3-5

3-5 Variations on O and $\Omega$
Some authors define $\Omega$ in a slightly different way than we do; let’s use $ \overset{\infty}{\Omega}$ (read “omega infinity”) for this alternative definition. We say that f(n) = O(g(n)) if there exists a positive constant c such that $f(n) \geq cg.n \geq 0$ for infinitely many integers n.

a. Show that for any two functions f(n) and g(n) that are asymptotically nonnegative, either f(n) = O(g(n)) or $f(n)= \overset{\infty}{\Omega}(g(n))$ or both, whereas this is not true if we use $\Omega$ in place of $\overset{\infty}{\Omega}$

b. Describe the potential advantages and disadvantages of using $\overset{\infty}{\Omega}$ instead of $\Omega$ to characterize the running times of programs.
Some authors also define O in a slightly different manner; let’s use $O^{'}$ for the alternative definition. We say that $f(n) = O^{'}(g(n))$ if and only if $|f(n)| = O(g(n))$.

c. What happens to each direction of the “if and only if” in Theorem 3.1 if we substitute $O^{'}$ for O but still use $\Omega$ ?

Some authors define $\tilde{O}$ (read “soft-oh”) to mean O with logarithmic factors ignored: $\tilde{O}(g(n)) = \{ f(n): $ there exist positive constants c, k, and n0 such that

                   $0 \leq f(n) \leq c g(n) \lg^{k}(n) $for all $n \geq n0$ }.

d. Define $\tilde{\Omega}$ and $\tilde{\theta}$ in a similar manner. Prove the corresponding analog to Theorem 3.1.


Solution:
a. Lets define f(n) = O(g(n)) $0 \leq f(n) \leq c g(n)$ where c is a positive constant for all $n \geq n_0$. Now if we see $f(n)= \overset{\infty}{\Omega}(g(n))$ this does'nt define $n \geq n_0$ it considers infinite numbers.

b.
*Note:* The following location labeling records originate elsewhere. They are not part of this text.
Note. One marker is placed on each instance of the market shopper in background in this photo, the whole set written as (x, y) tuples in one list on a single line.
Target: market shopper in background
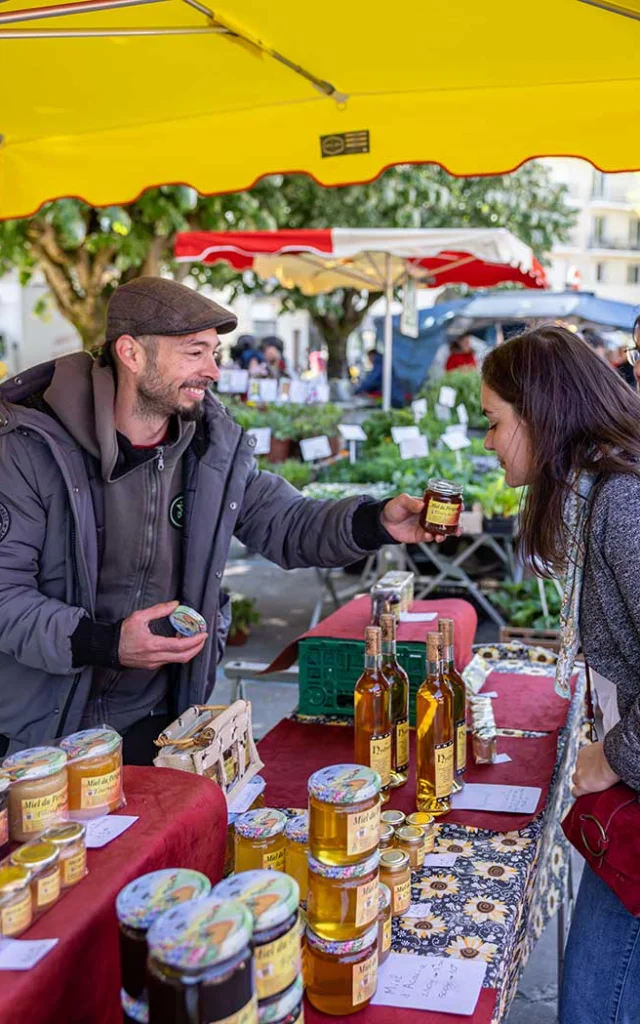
[(564, 424), (122, 482)]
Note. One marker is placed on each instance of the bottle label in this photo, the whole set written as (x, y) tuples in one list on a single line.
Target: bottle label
[(367, 899), (442, 513), (401, 896), (99, 791), (380, 756), (443, 769), (278, 964), (363, 830), (40, 812), (274, 860), (16, 918), (48, 890), (461, 747), (386, 936), (248, 1015), (365, 979), (401, 743), (75, 867)]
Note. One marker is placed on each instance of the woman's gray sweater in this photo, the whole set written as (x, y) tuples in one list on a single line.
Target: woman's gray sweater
[(609, 623)]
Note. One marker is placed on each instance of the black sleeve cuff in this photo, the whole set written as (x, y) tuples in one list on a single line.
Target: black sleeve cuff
[(369, 532), (95, 644)]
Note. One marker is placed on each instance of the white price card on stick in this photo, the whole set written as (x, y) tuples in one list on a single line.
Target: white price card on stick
[(446, 396), (22, 954), (102, 830), (402, 433), (505, 799), (414, 448), (315, 448), (263, 439), (351, 432), (419, 408), (443, 984)]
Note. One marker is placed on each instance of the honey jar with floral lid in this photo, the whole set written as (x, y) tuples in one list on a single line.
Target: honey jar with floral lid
[(38, 791), (94, 764), (15, 908), (344, 813)]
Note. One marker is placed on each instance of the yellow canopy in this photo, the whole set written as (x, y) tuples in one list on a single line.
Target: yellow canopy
[(340, 90)]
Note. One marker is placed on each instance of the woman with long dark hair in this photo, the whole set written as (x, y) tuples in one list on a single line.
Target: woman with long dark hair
[(563, 423)]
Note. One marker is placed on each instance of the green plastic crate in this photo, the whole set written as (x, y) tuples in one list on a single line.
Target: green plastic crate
[(329, 671)]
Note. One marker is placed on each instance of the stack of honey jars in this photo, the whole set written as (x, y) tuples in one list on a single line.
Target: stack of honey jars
[(343, 900)]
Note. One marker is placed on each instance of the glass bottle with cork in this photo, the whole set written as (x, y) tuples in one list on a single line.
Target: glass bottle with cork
[(372, 720), (398, 683), (434, 734), (457, 684)]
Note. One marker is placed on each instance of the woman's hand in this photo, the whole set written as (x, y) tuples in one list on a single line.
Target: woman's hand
[(593, 773)]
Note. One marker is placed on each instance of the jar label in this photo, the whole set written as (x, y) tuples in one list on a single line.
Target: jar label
[(278, 964), (380, 756), (401, 896), (363, 830), (401, 743), (248, 1015), (75, 867), (48, 890), (16, 918), (274, 860), (461, 747), (40, 812), (98, 791), (367, 900), (386, 936), (442, 513), (443, 769), (365, 979)]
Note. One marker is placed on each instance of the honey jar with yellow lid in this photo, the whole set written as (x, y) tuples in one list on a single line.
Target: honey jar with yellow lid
[(138, 905), (384, 923), (272, 899), (260, 840), (427, 822), (42, 860), (94, 764), (411, 840), (344, 813), (341, 977), (38, 791), (15, 908), (297, 836), (395, 872), (342, 901), (200, 966), (69, 839)]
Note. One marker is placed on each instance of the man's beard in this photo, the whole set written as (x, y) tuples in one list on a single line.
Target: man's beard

The advantage is \overset{\infty}{\Omega} defines lower bound for every possible numbers of elements as input.

c. The direction is not affected because $f(n) = O^{'}(g(n))$ if and only if $|f(n)| = O(g(n))$. this means $ 0 \geq |f(n)| \geq c g(n)$ since we cannot substitue negative value for n(bcoz we cannot negative no of elements as input to algorithm). The above equation can be written as $ 0 \geq f(n) \geq c g(n)$ which is similar to $f(n) = O(g(n))$ d. $\tilde{O}(g(n)) = \{ f(n): $ there exist positive constants c, k, and n0 such that

                   $0 \leq f(n) \leq c g(n) \lg^{k}(n) $for all $n \geq n0$ }.

$\tilde{\Omega}(g(n) = \{ f(n): $ there exist positive constants c, k, and n0 such that

                   $0 \leq c g(n) \lg^{k}(n)\leq f(n) $for all $n \geq n0$ }.

$\tilde{\theta}(g(n)) = \{ f(n): $ there exist positive constants $c_1$,$c_2$, k, and n0 such that

                   $0 \leq c_1 g(n) \lg^{k}(n)\leq f(n) \leq c_2 g(n) \lg^{k}(n) $for all $n \geq n0$ }.

since $\tilde{\theta}(g(n)) = \{ f(n)$ is $0 \leq c_1 g(n) \lg^{k}(n)\leq f(n) \leq c_2 g(n) \lg^{k}(n)$ separating the in equalities $$\begin{equation}0 \leq c_1 g(n) \lg^{k}(n)\leq f(n) \end{equation}$$
$$\begin{equation} 0 \leq f(n) \leq c_2 g(n) \lg^{k}(n) \end{equation}$$ equation $(1)$ is $\tilde{\Omega}(g(n) = f(n) $ and equation $(2)$ is $\tilde{O}(g(n)) = f(n) $
$\tilde{\theta}(g(n)) = f(n)$ if and only if $\tilde{\Omega}(g(n) = f(n) $ and $\tilde{O}(g(n)) = f(n) $ hence the theorem is proved.